Characters experience growth and changes. The only character who had any kind of emotional payoff in the entirety of The Avengers was Tony Stark, and it just so happened that it was the exact same character arc he had in the first Iron Man. Captain America was just stoically jingoistic without any room for growth, Hulk was Hulk, Thor had his arc in his own movie and apparently didn't need a story in this one and Scarjo just looked hot and gave a clunky speech about her ledger having too much red in it.

In The Dark Knight we see an array of characters undergo both serious and minor changes in psychology, understanding, morality and perception. And sure, too much of that can be heady and dark, it makes you identify more with the people up on the screen and care about them more when they act...human.

The series owned itself. While Avengers treats its characters as sacrosanct, immovable objects that are too precious to fuss with, The Dark Knight didn't heed too strictly to its own origins. Comic books and film are two different mediums and need to be treated as such. Ask Zac Snyder now if he'd rather have strayed a bit more from Watchmen's pages. Chris Nolan had a unique take on the characters in the DC Universe and molded and sculpted origin stories, backstories and character traits to fit better within a film and it's that kind of slight experimentation and ingenuity that made the films feel fresher and different.
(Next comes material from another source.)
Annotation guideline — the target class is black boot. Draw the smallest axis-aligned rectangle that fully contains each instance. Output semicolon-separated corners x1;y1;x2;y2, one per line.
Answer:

It's one man's vision. The Dark Knight took us on a man's complete journey. And I'm not talking about Bruce Wayne. It's Christopher Nolan's vision of his own career as a filmmaker. You got to watch him learn and grow as a writer and director as the film's progressed, creative a cohesive world that showed on the screen from one movie to the next. Do you really think it'll matter who directs the next Avengers? Could you really tell Joss Whedon had all that much to do with the movie? Are you upset that Thor 2 and Captain America 2 are going to be directed by people who didn't do the originals? No, of course not. The Marvel films are studio created pictures less concerned about immersing you in a world and more about just blowing stuff up colorfully with a lot of CGI. And there is a place for that, of course. That's a stylistic choice. But because it's more of a shallow universe, at the end of the day, it probably won't enter posterity the same way as Nolan's more narrow, focused vision.

There are laws of physics. To me, the biggest disappointment of Avengers was Scarlet Johannson. She looked f#cking dynamite and I felt the Hulk growing in my shorts while watching her, but as the one human cahracter in the entire movie without a special power or suit of armor or bow and arrow (really? I mean...really?), she was capable of being our in into that story.  Her story could've been how someone who is fallible and without super strength can still be useful in this group of superheroes. But instead, she's able to dive bomb off of Cap's shield and perfectly time it to grab onto some speeding hovercraft going 100mph and....ugh, it's exhausting just typing it. There are no laws of the real, physical world in Avengers and so there are no stakes.

Robert Downey Jr. was nowhere to be found. We get it RDJ, you're snarky and quick on your feet. Robert Downey Jr.'s 'comeback' is four-years old already, but that's all the once-troubled star seems to talk about in the countless magazine interviews he gives for his movies' publicity tours. His persona and wit were welcome gusts of fresh air when Iron Man first hit theaters in 2008, but his acerbic 'aren't I so much cooler than you' image is starting to wear thing (as evidenced in his beleaguered, laughless Oscars appearance last year). There's no doubt he is and will remain a huge, bankable star, but two and a half hours without some sarcastic quip from RDJ was a welcomed respite this summer movie season.